Distribution to traditional MVPDs, Partners, and Operators
Google’s global network is a differentiated offering that provides distributors a quantum leap in cloud-based media transmission capability across three key areas: reach, reliability, and performance.
Reach: the single, global planet-wide network with 91 global direct interconnect locations allows feeds originating from any region in the world to be transmitted to any other region after the appropriate in-cloud processing and transformation. This allows you to confidently meet your business requirements to supply media to your distribution partners.
Reliability: the global network has been designed to self-heal in the event of various failures or congestion by intelligently finding alternate optimal paths for your data with minimal effort on your part. These operations are handled automatically. We’ve devised mechanisms to defend against advanced attacks including DDoS threats. Our infrastructure was able to absorb a 2.5 Tbps DDoS attack in September 2017—the highest-bandwidth attack reported to date. By deploying Google Cloud Armor integrated into our Cloud Load Balancing service—which can scale to absorb massive DDoS attacks—you can protect services deployed in Google Cloud, other clouds, or on-premise.

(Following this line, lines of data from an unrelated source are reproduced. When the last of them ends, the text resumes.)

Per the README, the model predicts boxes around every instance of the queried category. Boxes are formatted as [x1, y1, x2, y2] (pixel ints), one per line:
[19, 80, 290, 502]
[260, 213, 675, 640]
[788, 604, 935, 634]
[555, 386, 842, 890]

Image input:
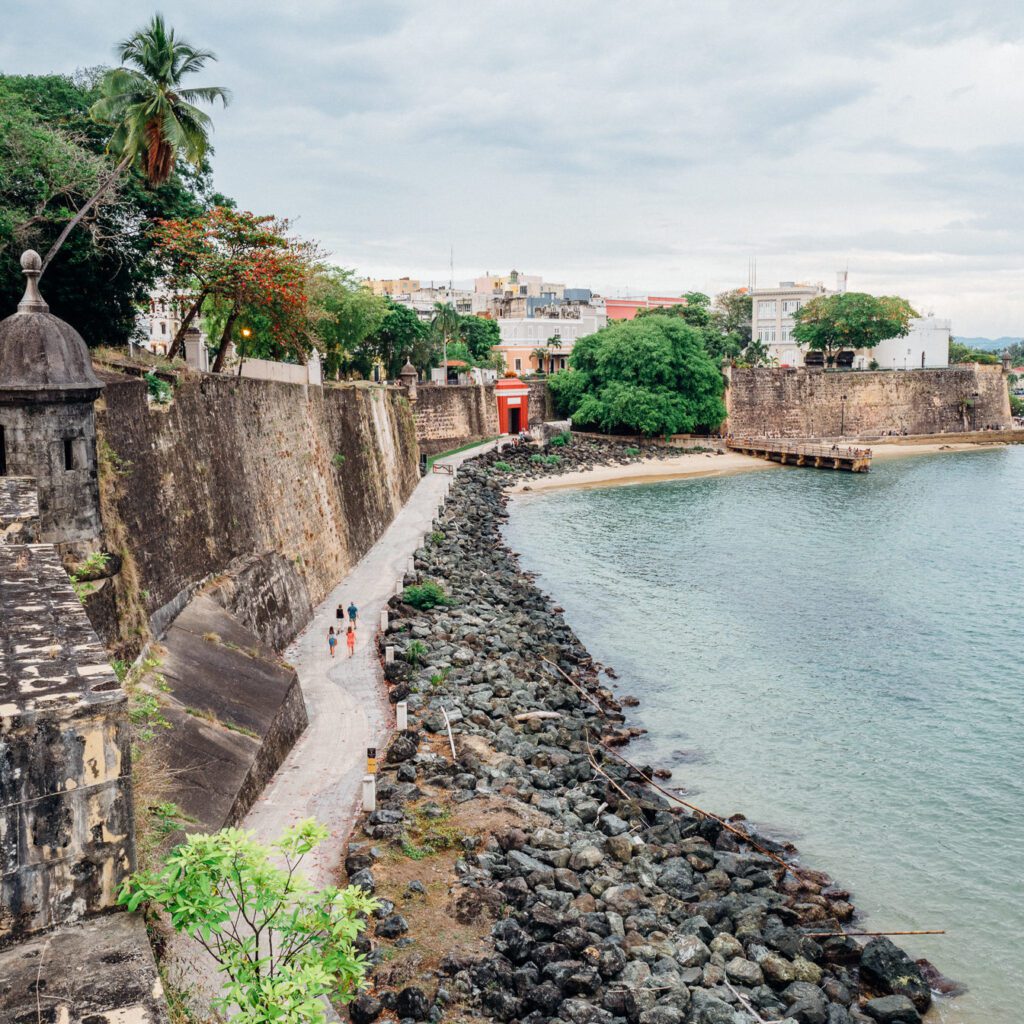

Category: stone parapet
[0, 545, 133, 945]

Performance: Google’s innovation in its network stack gives you the benefit of extremely high network performance within and between regions. That means you can transmit media to partners with high throughput and low latency, packet loss, and jitter.
OTT and Direct-to-Consumer (DTC) Distribution
The en-masse adoption of streaming media has necessitated petabyte-scale global delivery of content to end customers. The end customers vary widely in their location, connectivity, equipment, and last-mile ISPs.

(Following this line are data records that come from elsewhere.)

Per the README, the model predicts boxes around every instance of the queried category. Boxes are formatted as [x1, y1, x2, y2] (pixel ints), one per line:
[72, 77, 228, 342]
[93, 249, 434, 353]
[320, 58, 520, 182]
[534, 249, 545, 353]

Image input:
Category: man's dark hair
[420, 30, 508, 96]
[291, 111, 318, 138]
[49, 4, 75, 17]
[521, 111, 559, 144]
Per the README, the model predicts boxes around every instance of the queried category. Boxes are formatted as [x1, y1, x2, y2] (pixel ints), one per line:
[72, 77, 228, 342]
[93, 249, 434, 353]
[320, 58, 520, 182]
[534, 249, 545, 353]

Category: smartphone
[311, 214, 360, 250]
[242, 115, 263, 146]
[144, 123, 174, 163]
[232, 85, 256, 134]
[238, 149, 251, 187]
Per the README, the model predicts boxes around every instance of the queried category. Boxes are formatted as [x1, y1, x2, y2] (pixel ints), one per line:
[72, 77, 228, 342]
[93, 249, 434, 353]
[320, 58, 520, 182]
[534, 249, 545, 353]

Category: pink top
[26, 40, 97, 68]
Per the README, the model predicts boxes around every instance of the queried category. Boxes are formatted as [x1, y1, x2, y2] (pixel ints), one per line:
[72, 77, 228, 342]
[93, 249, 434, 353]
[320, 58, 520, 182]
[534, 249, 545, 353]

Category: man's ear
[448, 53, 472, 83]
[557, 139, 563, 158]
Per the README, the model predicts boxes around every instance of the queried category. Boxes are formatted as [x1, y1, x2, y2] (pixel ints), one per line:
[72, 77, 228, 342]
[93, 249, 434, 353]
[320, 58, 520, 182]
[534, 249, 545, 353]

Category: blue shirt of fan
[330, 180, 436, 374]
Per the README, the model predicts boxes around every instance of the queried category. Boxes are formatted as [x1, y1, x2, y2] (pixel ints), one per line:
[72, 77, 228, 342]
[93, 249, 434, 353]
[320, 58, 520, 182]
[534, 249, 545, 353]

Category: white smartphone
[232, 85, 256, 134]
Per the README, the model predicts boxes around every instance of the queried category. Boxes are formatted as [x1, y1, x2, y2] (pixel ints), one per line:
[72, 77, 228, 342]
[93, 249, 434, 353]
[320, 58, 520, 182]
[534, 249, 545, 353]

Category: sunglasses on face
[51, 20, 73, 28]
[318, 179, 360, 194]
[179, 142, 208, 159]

Google Cloud CDN has been purpose-built to deliver content with speed, efficiency, and reliability to all corners of the world. Cloud CDN caches your content in more than 100 locations around the world and hands it off to 144 network edge locations, placing your content close to your users, usually within one network hop through their ISP - giving your viewers the best possible content experience. Additionally, by using Cloud CDN, you get the benefit of over a decade of edge innovation, such as fast SSL handshakes through QUIC, advanced congestion control through BBR, simplified DNS management through global anycast IPs, and DDoS absorption at scale.
While Cloud CDN can serve content from any origin, Google Cloud Storage (GCS) with advanced capabilities like multi-regional buckets allow you to further leverage Google’s innovations to delight your customers.

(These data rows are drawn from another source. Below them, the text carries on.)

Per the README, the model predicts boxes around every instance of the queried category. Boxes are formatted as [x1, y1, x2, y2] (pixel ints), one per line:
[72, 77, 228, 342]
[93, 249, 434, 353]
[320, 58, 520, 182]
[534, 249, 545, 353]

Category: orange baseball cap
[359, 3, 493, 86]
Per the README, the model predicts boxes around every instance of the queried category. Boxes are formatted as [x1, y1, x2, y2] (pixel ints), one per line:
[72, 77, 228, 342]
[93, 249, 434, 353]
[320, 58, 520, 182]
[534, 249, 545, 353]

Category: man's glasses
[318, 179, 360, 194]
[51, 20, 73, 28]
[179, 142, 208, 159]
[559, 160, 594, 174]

4. Measuring, Monitoring, and Improving
PerfKit Benchmarker is an open-source tool created at Google that allows you to measure and understand performance across multiple clouds and hybrid deployments. Use PerfKit Benchmarker to get visibility into and benchmark performance metrics like latency, throughput, and jitter. You can access the tutorial here.
Google Cloud offers Network Intelligence Center for comprehensive and proactive monitoring, troubleshooting, and optimization capabilities across hybrid deployments. Four products are available within Network Intelligence Center today: Connectivity Tests, Network Topology, Performance Dashboard, and Firewall Insights. Learn more about how to fix your top network issues using these products.
Proper network setup and configuration is crucial to achieve high quality video broadcasts in the cloud. Google’s global network provides customers with a highly capable system, and with proper tuning for media use cases, customers can achieve high reliability and performance in their broadcast system.
No network system is static and unchanging. The Google Cloud network provides out-of-the-box tools for monitoring and insights. This allows you to continuously measure and improve your aggregate performance in an ever-changing environment where the needs of your broadcast partners and customers are continuously evolving.